Sur certains programmes du Festival d’Aix, les astérisques se multiplient. Celles-ci indiquent qui, parmi les artistes présents sur une production, est passé par l’académie de chant, de composition, d’instrument ou même de mise en scène proposée par le festival. Depuis sa fondation par Pierre Boulez en 1998, l’académie a accompagné et révélé de nombreux grands talents. Et il y a fort à parier que cette édition ne fasse pas exception.
Au diapason baroque
Présent tout au long d’Aix en Juin, la résidence voix a conclu son périple à la Villa Lily Pastré le 8 juillet. Et a fait preuve d’un courage certain face à l’acoustique peu clémente de ce lieu, pensé comme une solution de repli après la fermeture de l’Hôtel Maynier d’Oppède mais bien moins abrité des vents, et le choix d’un répertoire ancien, impulsé par le chef Sébastien Daucé et son Ensemble Correspondances.
Choix qui avait cependant de quoi ravir les amateurs du genre, notamment dans sa capacité à faire dialoguer le baroque italien et le baroque français, apparaissant ici bien plus proches dans leurs écritures et leurs enjeux que les interprétations historiquement informées ne pouvaient laisser présumer. Mais les pages de Lully, Cambefort, Charpentier et Cavalli se sont révélées peu propices au déploiement de la personnalité de ses jeunes interprètes. Sous la direction de Daucé mais également de l’affutée cheffe en résidence Guillemette Daboval, on découvre cependant avec surprise le timbre idéal, l’énonciation sans faille et les talents certains de comédienne de Mathilde Ortscheidt. Mais aussi la délicatesse de la soprano Meredith Wohlgemuth, le timbre soprano lyrique de Lucia Tumminelli, l’ampleur vocale impressionnante d’Emily Richter. Et, côté masculin, deux beaux ténors – Daniel Espinal et Matthew Goodheart – et d’impressionnants barytons – Armand Rabot et Navasard Hakobyan.
Cordes affranchies
Sous la houlette du Quatuor Diotima, la soirée de sortie de résidence instrument s’est quant à elle révélée une belle démonstration d’audace. Le Quatuor Poiesis, look punk-chic – jupe virevoltante, tatouages, chaussures à paillettes et piercings inclus –, s’imposera notamment avec ParaMetaString d’Unsuk Chin, directrice de la résidence de composition. Ce kaléidoscope de pizzicati filés, crissements furtifs et éclats métalliques entre échos électroniques et cordes métamorphosées, suspend la salle.
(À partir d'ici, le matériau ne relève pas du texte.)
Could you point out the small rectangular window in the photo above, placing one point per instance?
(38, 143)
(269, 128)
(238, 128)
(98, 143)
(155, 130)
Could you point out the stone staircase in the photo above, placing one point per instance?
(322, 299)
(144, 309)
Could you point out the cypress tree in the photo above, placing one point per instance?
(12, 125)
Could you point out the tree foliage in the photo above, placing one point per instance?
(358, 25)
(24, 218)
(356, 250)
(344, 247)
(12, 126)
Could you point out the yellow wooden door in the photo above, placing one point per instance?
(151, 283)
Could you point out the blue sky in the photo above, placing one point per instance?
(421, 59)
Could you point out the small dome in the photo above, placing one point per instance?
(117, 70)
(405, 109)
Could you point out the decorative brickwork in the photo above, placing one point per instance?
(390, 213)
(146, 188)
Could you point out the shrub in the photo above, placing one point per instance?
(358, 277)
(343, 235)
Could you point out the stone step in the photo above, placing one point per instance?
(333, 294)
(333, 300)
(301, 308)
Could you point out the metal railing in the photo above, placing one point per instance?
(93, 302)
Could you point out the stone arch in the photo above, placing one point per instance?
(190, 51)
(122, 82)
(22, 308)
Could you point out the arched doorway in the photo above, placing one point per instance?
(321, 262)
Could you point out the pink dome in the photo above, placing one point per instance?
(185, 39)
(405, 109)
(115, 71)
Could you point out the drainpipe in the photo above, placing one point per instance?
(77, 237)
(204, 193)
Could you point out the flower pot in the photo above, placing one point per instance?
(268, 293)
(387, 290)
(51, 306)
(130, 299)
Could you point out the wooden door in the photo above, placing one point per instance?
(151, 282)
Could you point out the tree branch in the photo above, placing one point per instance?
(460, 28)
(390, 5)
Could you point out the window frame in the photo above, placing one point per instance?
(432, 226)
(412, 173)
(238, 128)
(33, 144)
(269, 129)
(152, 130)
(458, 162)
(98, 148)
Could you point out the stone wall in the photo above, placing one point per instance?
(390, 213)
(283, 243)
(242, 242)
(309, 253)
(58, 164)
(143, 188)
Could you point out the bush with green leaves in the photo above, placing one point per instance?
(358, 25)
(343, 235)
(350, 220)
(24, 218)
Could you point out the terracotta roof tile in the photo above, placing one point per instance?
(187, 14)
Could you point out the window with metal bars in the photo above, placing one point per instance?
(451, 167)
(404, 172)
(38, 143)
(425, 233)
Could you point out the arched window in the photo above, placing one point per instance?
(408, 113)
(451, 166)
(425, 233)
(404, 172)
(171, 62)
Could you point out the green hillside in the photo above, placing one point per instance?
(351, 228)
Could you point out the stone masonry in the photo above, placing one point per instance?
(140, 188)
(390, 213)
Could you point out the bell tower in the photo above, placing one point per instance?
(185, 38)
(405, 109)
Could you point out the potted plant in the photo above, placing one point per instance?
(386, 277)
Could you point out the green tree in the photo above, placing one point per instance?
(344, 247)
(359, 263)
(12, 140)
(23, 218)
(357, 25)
L’ensemble sait également extraire le meilleur de la fougue beethovénienne : le premier mouvement du Razoumovski n° 1, net, incisif, incandescent, transporte l’auditoire.
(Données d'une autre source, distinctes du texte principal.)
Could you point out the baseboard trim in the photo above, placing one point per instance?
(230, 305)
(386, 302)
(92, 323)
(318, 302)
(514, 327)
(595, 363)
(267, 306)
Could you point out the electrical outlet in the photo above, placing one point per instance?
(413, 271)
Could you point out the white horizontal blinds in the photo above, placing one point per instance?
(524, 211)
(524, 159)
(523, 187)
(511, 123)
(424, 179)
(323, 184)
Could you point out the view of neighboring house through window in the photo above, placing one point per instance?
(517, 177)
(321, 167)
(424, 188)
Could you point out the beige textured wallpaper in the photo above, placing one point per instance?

Mais l’élégance et le souffle romantique du Quatuor Ineo ne furent pas en reste : sur Schulhoff, ses Cinq Pièces goguenardes et grinçantes, mais surtout sur Mozart et « Les Dissonances » dont la modernité frappe comme un éclat de verre – on croirait entendre Schönberg sous les archets. Deux créations issues de la résidence ont également marqué les esprits : les harmoniques tintinnabulantes de Leilehua Lanzilotti, jouant des cordes à vide comme d’un carillon sur l’écopoétique the water in your body is just visiting, puis l’octuor Nyx.Muse de Yiqing Zhu, vaste chambre d’échos où se reflète l’ombre d’Unsuk Chin. Frissons garantis.
SUZANNE CANESSA
Les concerts de sortie de résidence ont été donnés les 7 et 8 juillet au Conservatoire Darius Milhaud et à la Villa Lily Pastré.